L’agenzia di stampa statale siriana Syrian Arab News Agency riportò una fonte del Ministero degli Esteri e degli Espatriati che ha affermato che il presunto uso di armi chimiche da parte della Siria «è diventato uno stereotipo poco convincente, fatta eccezione per alcuni paesi che trafficano con il sangue dei civili e sostengono il terrorismo in Siria».
L’anno prima i Caschi Bianchi erano stati consacrati sull’Olimpo mediatico mondiale grazie al premio Oscar assegnato, tra scroscianti applausi delle stelle di Hollywood, al cortometraggio documentario The White Helmets.
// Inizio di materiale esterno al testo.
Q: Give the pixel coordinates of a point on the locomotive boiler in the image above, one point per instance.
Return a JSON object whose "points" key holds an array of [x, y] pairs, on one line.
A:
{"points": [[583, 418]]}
Come riportato da Renovatio 21, Mosca ha accusato Kiev dell’uso di armi chimiche di fabbricazione statunitense, che sarebbero state utilizzate anche in Donbass, un uso sistematico che godrebbe del consenso silenzioso di Washington. Secondo la Russia armi chimiche occidentali sarebbero state usate negli scorsi mesi dall’Ucraina anche a Kursk, la regione russa invasa dalle forze di Kiev.
Negli ultimi giorni l’Intelligence russa aveva lanciato la previsione di un «false-flag «disumano» in preparazione da parte di Kiev.